Roger-Luc Chayer
Par un matin d’octobre 2012, pendant mon premier café, je recevais un appel du Sergent d’armes du Lieutenant-gouverneur du Québec pour m’annoncer que sur ordre de la reine, j’allais recevoir une médaille pour récompenser mes carrières de journaliste et de musicien, tant au Canada qu’en Europe.
Du coup, il m’invitait à venir recevoir ma médaille lors d’une cérémonie militaire, en présence de quelques proches et du Lieutenant-gouverneur en personne, ce que j’acceptai évidemment.
Pendant la cérémonie, comme pour un événement qui suscite beaucoup d’émotions, je revoyais le fil de ma vie en me disant que j’avais été pas mal audacieux.
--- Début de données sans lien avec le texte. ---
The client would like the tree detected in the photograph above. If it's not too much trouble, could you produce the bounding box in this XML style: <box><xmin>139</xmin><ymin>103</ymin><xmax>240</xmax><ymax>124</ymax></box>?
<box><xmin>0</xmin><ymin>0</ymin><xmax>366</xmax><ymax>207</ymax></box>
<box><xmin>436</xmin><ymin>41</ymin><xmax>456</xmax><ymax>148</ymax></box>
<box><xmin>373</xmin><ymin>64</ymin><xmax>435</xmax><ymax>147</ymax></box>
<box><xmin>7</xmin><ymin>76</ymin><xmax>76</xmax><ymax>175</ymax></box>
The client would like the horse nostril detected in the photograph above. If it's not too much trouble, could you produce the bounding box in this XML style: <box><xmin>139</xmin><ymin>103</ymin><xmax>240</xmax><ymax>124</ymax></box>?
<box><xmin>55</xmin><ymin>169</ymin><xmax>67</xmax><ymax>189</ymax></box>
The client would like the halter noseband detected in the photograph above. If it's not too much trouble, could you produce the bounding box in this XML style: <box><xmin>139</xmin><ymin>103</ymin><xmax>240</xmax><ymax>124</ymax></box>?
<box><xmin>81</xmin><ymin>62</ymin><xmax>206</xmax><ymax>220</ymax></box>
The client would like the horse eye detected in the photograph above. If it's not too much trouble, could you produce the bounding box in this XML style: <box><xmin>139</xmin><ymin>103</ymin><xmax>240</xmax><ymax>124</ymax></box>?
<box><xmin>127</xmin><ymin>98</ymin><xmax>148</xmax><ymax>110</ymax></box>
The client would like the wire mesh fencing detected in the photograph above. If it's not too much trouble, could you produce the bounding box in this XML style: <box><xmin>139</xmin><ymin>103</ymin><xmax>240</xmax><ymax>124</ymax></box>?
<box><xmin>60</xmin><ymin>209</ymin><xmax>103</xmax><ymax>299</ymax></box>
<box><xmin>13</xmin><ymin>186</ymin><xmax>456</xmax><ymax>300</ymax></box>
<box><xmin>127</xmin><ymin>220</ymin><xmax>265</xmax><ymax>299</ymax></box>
Quitter mes parents à 16 ans, partir en Europe étudier seul à 18, acheter un magazine en 2002, enseigner le cor, jouer dans les meilleurs orchestres et ensembles d’Europe, immortaliser mes meilleurs enregistrements sur Cds bref, ce jour-là, je me suis dit que j’étais tout de même un drôle de personnage qui avait réussi à peu près tout ce qu’il avait fait. À l’école comme au conservatoire, c’était pareil. Mais là où j’ai échoué toute ma vie, c’est dans la gestion du deuil. La perte de tant d’amis et de mon amoureux des suites du SIDA, je parle de mon bon Pascal Coste de Marseille, m’a laissé un sentiment qui ne me quitte jamais. Ça revient toujours, chaque année, et c’est pour les venger que je publie ce magazine spécialisé de même que le plus important fil de presse LGBT au monde, ou presque!
Le drame, au fond, est qu’à chaque découverte qui continue à détruire ou mieux gérer le VIH, une grande tristesse s’empare de moi, suivie d’une frustration constante du fait que ceux que j’ai aimés ne sont plus là pour en bénéficier, et ça me laisse un vide infernal. Voilà pourquoi il est vital et fondamental que la recherche nous débarrasse au plus vite de cette tare qu’est le VIH, qui a coûté tant de vies et qui a décimé la communauté gaie.
Si on parvient enfin un jour à trouver un vaccin curatif et préventif efficace, on pourra cesser de revivre nos deuils constamment, on pourra peut-être commencer à penser à passer à autre chose et à fermer le grand livre de cette autre pandémie.
D’ici là, je me fais un devoir, comme toujours, d’éduquer et d’informer sur cette maladie, via le Groupe Gay Globe Média, et j’espère pouvoir le faire avec toujours plus d’efficacité et de résultats, jusqu’à la victoire. Nous pourrons alors nous aussi avoir notre jour du souvenir!